Witchery Hill

Description

244 pages
$7.95
ISBN 0-88899-031-6

Publisher

Year

1984

Contributor

Reviewed by Lore Hoar

Lore Hoar is an information consultant living in Calgary.

Review

Witchery Hill has as its setting the little island of Guernsey in the middle of the English Channel. In addition to its original ownership by the Normans, who left an obvious French influence, Guernsey has a folklore steeped in witchcraft. This is the pivotal point about which this tale by Welwyn Wilton Katz revolves.

Mike Lewis, a fourteen-year-old boy from Madison, Wisconsin, spends his summers with his father, a newspaper journalist who has developed a name for himself. Each vacation has taken Mike to a different part of the world. This summer Mike and his father are the house guests of the St. George family on Guernsey. The St. George house is a stern, gray structure called Saupierre and one of its chimneys has a stone platform sticking out of it near the top — a witch’s seat.
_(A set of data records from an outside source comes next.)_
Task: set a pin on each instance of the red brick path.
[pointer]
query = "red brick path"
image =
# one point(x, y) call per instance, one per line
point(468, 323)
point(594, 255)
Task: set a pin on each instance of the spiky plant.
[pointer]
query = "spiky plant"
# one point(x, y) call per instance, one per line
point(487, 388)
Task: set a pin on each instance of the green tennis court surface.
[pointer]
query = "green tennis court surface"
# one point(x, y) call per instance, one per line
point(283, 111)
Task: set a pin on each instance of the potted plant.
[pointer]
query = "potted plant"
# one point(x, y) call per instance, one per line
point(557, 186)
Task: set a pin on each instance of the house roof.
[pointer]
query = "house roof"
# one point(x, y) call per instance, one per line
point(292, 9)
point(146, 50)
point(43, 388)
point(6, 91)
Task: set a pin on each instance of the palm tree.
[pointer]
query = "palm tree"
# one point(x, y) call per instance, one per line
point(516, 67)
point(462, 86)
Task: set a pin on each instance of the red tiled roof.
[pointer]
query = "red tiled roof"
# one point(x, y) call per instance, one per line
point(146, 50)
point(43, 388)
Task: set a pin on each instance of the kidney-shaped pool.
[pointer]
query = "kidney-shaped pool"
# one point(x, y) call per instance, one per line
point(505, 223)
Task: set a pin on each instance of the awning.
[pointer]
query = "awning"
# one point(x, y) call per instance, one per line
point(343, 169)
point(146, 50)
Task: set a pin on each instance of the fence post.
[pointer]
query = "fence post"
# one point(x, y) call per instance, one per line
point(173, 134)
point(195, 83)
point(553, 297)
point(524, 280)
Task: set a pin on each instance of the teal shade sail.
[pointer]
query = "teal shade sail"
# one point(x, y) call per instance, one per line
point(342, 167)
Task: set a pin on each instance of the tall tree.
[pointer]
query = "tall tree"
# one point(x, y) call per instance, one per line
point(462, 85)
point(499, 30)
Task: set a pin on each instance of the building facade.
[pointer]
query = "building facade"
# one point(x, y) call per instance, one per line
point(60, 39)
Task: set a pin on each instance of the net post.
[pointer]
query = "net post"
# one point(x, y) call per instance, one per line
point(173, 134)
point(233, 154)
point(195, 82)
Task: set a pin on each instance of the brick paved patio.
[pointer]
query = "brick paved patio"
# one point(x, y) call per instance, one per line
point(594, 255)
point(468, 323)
Behind Saupierre rises a single tall hill that has a number of tall, tooth-shaped standing stones set here and there all the way up the otherwise barren slope. Mike is told that there is a tomb at the very top of the hill and that the local witches stopped holding Friday night meetings there only fifteen years before.

With some prompting from the thirteen-year-old St. George daughter, Lisa, and some strange nocturnal activities on the hill, Mike is inextricably drawn into a curious web of witchcraft and treacherous intrigue. When his host becomes inexplicably ill, the adults in the story retreat into themselves in order to cope with this serious development. Mike finds that he is alone with some valuable information that only the wrong people will believe and, therefore, he is in grave danger.

The writer of this exotic tale is able to stimulate the senses as well as the intellect. One is able to smell the incense at the witch’s ceremony and feel one’s skin tingling under the probing scrutinies of an ocular examination. The witchcraft described in this book is of a primitive, unelaborated nature but is satisfyingly terrifying just the same. This gripping tale is an excellent read.